Switzerland has a varied press with many regional and local dailies, strongly influenced by the division into four national language areas. Almost 70% of the country’s approximately 90 dailies are published in German, 25% in French, a few in Italian and a single in Rhaeto-Romance. Only a dozen newspapers have a circulation of over 50,000 (2005). The largest is the sensational Blick, founded in 1959 in Zurich, with a circulation of approximately 262,000. Then follows Tages-Anzeiger, founded in 1893 in Zurich, with approximately 231,000. But the most influential is the Neue Zürcher Zeitung, founded in 1780 in Zurich, circulation approximately 151,000, which is also considered one of the world’s leading quality newspapers. The largest French-language daily newspaper is 24 Heures in Lausanne, founded in 1762, with a circulation of approximately 103,000. Despite many newspaper mergers and closures since 1990, the people of Switzerland are still browsing the most diligent newspaper readers in Europe. The free newspaper 20 Minuten has also been well received. The news agency Schweizerische Depeschenagentur in Bern was founded in 1894.

Television is licensed and advertised. The public service broadcaster is operated by Schweizerische Radio- und Fernsehgesellschaft/Société suisse de radiodiffusion et télévision (SRG SSR), whose network consists of several radio and television channels in each of the three major language areas. In addition, the organization operates radio and television activities in the Rhaeto-Romance-speaking part of the country. SRG SSR had a monopoly from 1931 to 1983, when the first local radio stations began broadcasting. Liberalization in the field of television was completed in 1999 with the permission of private commercial channels. In addition to Swiss television, the population has access to neighboring countries’ television and a number of international channels via a well-developed cable network, to which over 80% of households are connected.

Switzerland – architecture

Medieval architecture is represented by the Romanesque cathedrals of Basel, Chur and Zurich and by the Gothic churches of Fraumünster in Zurich and the cathedrals of Lausanne, Friborg and Bern.

The Renaissance style was especially expressed in bourgeois construction in the 16th and 17th centuries, such as the town halls of Lucerne and Friborg.

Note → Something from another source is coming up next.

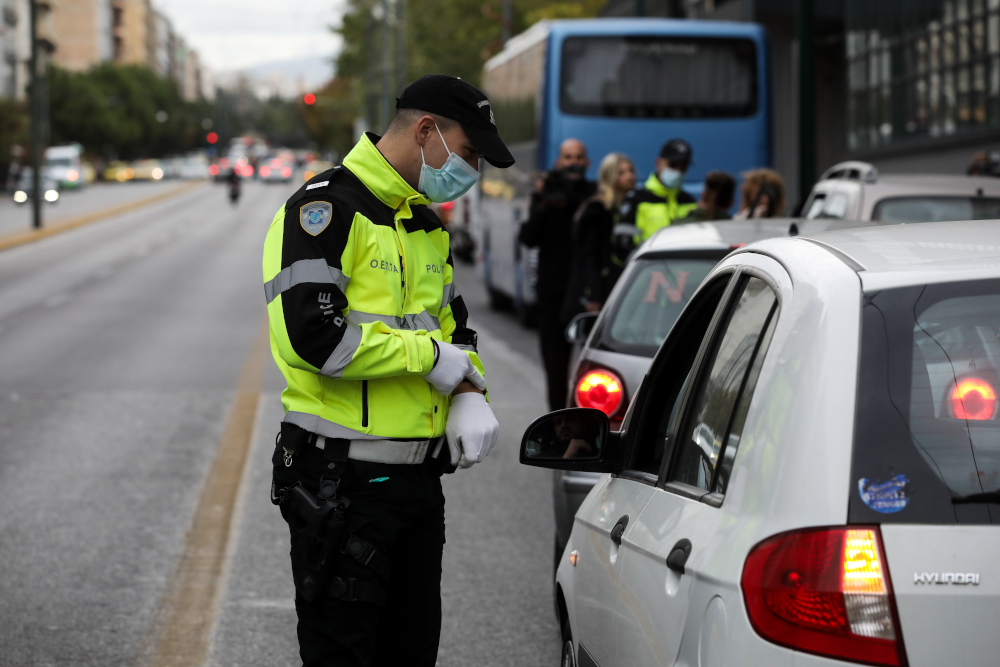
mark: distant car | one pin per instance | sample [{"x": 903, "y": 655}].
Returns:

Italian, French and southern German influences were evident in the Baroque buildings, the mighty monastery complex in Einsiedeln (1600-1700’s) and the radical rebuilding in the 18th century of the medieval monastery in Sankt Gallen.

Neoclassicism characterizes the town hall in Neuchâtel from the late 1700’s In the mid-1800’s was the German architect Gottfried Semper importance for the Swiss architecture, including as professor 1858-70 at the Eidgenössische Technische Hochschule (ETH) in Zurich, whose neo-Renaissance building he erected (1858-64).

In architecture until the end of the 19th century, a national touch does not appear as a consistent stylistic element. Only in traditional regional construction do the distinctive expressions of local cultures penetrate with varying constructions from valley to valley.

After the creation of the federal state in 1848, the need for national identity emerged, also in architecture. It gave birth to the so-called Heimat style with strong roof constructions and impressive cornerstones and keystones in local stone types.

Only in the 20th century did Switzerland gain a central position in modern architecture, by virtue of the Eidgenössische Technische Hochschule (ETH) in Zurich, which became one of the most important schools of architecture in Europe.

The teachers Hans Bernoulli (1876-1956) and Karl Moser (1860-1936) were internationally oriented and advocates of a modernist, rational architecture. Hannes Meyer and Hans Schmidt (1893-1972) were among the school’s strongest representatives who wanted maximum reduction of the language of form; Meyer used prefabricated elements, eg in the residential building Siedlung Freidorf (19

In the 1920’s, a group of young Swiss architects formed the concept Neues Bauen, inspired by the Bauhaus in Germany. They wanted to promote a design language based on developments in modern construction technology with standardization at the center. Karl Moser built in concrete the first modern church building in Switzerland, the Church of St. Anthony in Basel (1931).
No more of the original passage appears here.